There are also cases where it’s no longer possible. Consider someone who has died or someone you’ve lost touch with. In those cases, you can find alternative ways to relieve your burden of the wrong by writing them a letter and burning it, or whatever means you feel like is a way for you to let go. (If you’re struggling with a death take a look at On Death and Dying and Top Five Regrets of the Dying.)
For those whom making an amends would cause harm, you can use the same strategy. You can relieve yourself of the burden for now – and if the time ever comes that you need to address it because the circumstances have changed, you’ll be well prepared.
Step 10: Daily Inventory
Once you’ve gotten thus far, you’ve relieved yourself of the poison that you’ve built up, and now it’s important to create a pattern of living that doesn’t allow the poison to build. There will still be relapses and bad days, but the point of the final three steps – particularly step 10 – is to ensure that these incidents don’t create a change in direction in your life.
The idea is that every day you evaluate your day in the context of the wrongs you’ve done, the character defects that have revealed themselves, and the people to whom you need to make amends. By practicing this daily, there is no need for the massive efforts that took place in steps 4, 6, and 8.

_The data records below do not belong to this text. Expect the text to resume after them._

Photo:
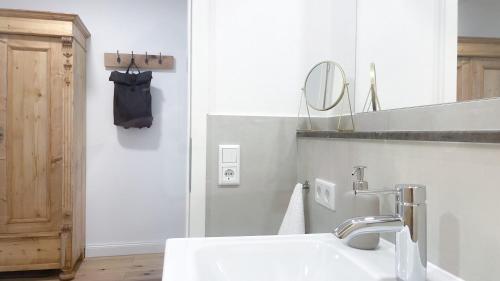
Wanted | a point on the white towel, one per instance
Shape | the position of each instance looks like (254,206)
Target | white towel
(293,222)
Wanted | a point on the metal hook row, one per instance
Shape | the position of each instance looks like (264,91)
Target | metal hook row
(118,59)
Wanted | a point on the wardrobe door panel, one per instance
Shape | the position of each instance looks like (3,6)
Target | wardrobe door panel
(32,188)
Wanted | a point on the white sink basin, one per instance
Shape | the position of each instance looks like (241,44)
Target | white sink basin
(310,257)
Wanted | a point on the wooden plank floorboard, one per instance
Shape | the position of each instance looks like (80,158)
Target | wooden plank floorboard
(120,268)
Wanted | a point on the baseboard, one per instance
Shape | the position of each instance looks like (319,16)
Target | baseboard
(122,249)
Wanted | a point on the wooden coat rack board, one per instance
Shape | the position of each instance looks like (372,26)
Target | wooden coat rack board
(143,61)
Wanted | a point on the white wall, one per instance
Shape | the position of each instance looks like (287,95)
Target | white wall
(413,44)
(251,58)
(136,179)
(479,18)
(262,51)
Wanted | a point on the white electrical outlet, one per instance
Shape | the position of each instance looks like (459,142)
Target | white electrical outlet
(229,165)
(324,193)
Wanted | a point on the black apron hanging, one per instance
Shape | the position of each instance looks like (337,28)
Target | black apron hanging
(132,98)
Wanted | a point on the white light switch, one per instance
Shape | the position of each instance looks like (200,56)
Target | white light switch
(229,165)
(324,193)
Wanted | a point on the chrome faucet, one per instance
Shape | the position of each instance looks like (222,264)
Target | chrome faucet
(409,223)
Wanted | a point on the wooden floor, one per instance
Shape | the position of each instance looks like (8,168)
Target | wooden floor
(120,268)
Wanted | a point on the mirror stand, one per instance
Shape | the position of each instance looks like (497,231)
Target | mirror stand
(339,124)
(303,96)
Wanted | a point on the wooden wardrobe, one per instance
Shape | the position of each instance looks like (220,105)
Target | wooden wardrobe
(42,145)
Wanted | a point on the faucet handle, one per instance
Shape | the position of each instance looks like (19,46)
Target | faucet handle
(359,172)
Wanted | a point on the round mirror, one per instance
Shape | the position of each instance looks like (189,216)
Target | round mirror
(324,85)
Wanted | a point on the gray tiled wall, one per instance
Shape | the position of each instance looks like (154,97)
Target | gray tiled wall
(268,174)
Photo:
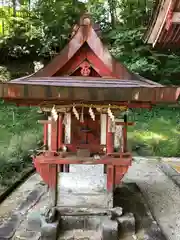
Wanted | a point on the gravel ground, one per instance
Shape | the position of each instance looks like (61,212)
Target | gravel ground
(17,197)
(162,194)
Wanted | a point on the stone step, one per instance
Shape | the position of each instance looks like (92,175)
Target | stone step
(80,234)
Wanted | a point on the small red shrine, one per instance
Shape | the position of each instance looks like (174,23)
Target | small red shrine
(84,90)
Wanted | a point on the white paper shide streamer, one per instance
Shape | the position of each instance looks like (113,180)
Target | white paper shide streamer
(76,114)
(54,114)
(91,113)
(110,114)
(82,115)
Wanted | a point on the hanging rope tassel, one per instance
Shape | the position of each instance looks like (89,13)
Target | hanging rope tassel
(91,113)
(76,114)
(54,114)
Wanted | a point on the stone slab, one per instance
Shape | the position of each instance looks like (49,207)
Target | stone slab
(109,230)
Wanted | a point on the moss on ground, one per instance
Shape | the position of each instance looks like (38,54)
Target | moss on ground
(19,132)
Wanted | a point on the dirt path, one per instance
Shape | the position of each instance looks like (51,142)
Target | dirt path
(162,194)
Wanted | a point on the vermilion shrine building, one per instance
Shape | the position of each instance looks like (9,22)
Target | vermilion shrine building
(84,90)
(164,27)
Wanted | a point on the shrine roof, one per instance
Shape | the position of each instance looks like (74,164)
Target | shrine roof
(85,71)
(164,27)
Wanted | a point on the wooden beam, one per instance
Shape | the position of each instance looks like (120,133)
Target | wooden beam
(176,17)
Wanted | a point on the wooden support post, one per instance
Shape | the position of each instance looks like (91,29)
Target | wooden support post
(109,149)
(60,131)
(53,168)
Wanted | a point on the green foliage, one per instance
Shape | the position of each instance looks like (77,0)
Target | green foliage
(20,132)
(156,132)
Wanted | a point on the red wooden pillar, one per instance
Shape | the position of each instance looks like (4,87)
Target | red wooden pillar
(60,131)
(119,170)
(110,149)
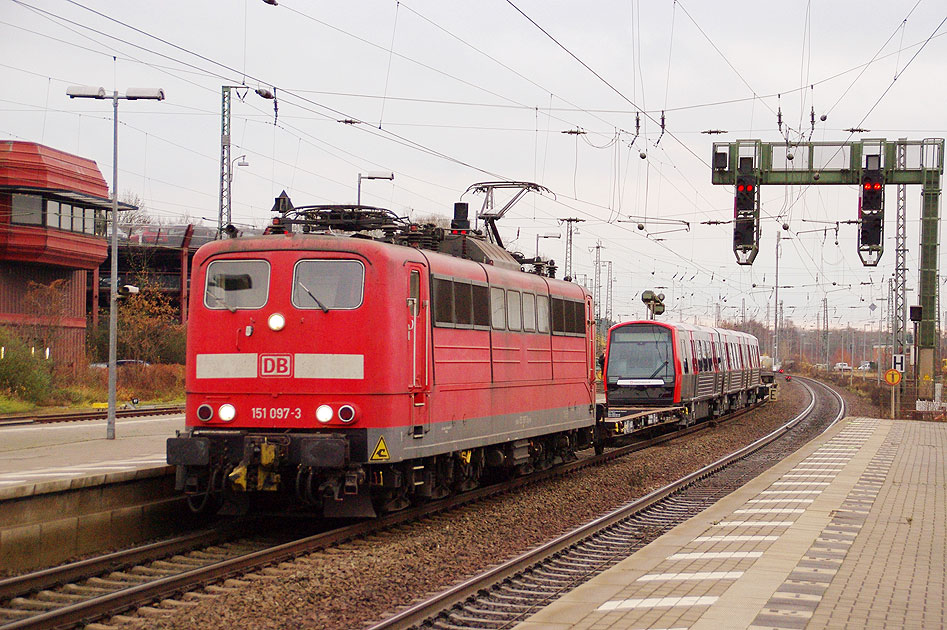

Step 11: Conscious Contact
Whether you call it being centered, connected with nature, a commune with God, or anything else, there’s something to being a part of instead of apart from. Steps 1, 2, and 3 led you to getting connected to a higher power – whatever that is. Step 11 reminds you to stay connected.
Step 12: Take it To the Masses
Step 12 is the give-back step. It’s about helping others who were in the same spot as you to find their way back into connection with others. In the context of Brand’s story, it might be writing a book on Recovery. For others, it may be as simple as offering to help people when they’re struggling with addiction.